Sanctuary in Andhra Pradesh, India

Kolleru Bird Sanctuary is a sanctuary in Andhra Pradesh, India. It covers 673 square kilometers. It was established in November 1999, under the Wildlife Protection Act of 1972. The sanctuary protects part of the Kolleru Lake wetland, which gained Ramsar Convention for International importance in 2002.

== Geography ==

Kolleru Bird Sanctuary is located in the Eluru district of Andhra Pradesh between the River Krishna and River Godavari deltas spread over 10 to 25 km from Eluru City.

== Flora ==
The main flora of the sanctuary is Phragmites karka, a weed that grows up to 10 feet in height and that offers shelter for some species of birds. The aquatic vegetation includes species such as Nymphaeae nouchali, Nyphoides indicum, Ottelia alismoides, Nechamandra alternifolia, Limnophila indica, Vallisneria spiralis, Blyxa octandra, Ipomoea aquatica, Scirpus articulatus, Paspalidium germinatum, Typha angustata, and Phragmites karka.

== Contour dispute ==
Contours are lines depicted on a map, connecting points of equal height above the sea level (mean sea level). In the past, the water level in the lake was between contour 7 and 10 during the monsoon, and it fell to contour 3 during the dry season. The area in contour 3 is 135 square kilometres and the area in contour 10 is 901 square kilometres.

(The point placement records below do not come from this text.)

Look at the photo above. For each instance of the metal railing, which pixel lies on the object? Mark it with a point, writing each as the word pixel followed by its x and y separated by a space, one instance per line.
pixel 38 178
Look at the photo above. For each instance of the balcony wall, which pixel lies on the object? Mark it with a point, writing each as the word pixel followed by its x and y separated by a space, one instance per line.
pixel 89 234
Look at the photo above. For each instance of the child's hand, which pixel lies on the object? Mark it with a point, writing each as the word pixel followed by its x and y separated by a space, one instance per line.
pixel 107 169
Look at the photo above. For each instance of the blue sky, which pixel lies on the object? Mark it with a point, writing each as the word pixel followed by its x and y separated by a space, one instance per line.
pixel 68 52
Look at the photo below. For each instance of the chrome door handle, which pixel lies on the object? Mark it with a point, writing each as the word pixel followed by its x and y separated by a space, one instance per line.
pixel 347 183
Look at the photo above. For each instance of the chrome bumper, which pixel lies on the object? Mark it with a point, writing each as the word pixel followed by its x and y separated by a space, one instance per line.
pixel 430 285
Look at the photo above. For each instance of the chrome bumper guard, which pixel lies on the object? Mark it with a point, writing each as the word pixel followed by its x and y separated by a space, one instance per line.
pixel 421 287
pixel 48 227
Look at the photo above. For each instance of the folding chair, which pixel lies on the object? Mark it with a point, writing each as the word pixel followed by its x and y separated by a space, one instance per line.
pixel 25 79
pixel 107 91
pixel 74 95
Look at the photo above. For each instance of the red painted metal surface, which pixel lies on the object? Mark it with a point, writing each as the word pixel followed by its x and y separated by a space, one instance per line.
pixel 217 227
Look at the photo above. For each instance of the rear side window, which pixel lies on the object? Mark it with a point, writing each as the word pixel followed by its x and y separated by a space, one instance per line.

These conditions do not prevail any more with fish tanks and roads occupying most of the lake. The local fishing community known as Suryavansha Vaddis say that from the times of 13th century during Eastern Ganga Dynasty rule they have had descendant rights on Kolleru Lake; they have appealed to the government to decrease from +5 contour (308 km^{2}) to +3 contour (135 km^{2}), asserting that they were protectors of birds from Langula Gajapathi Raju period.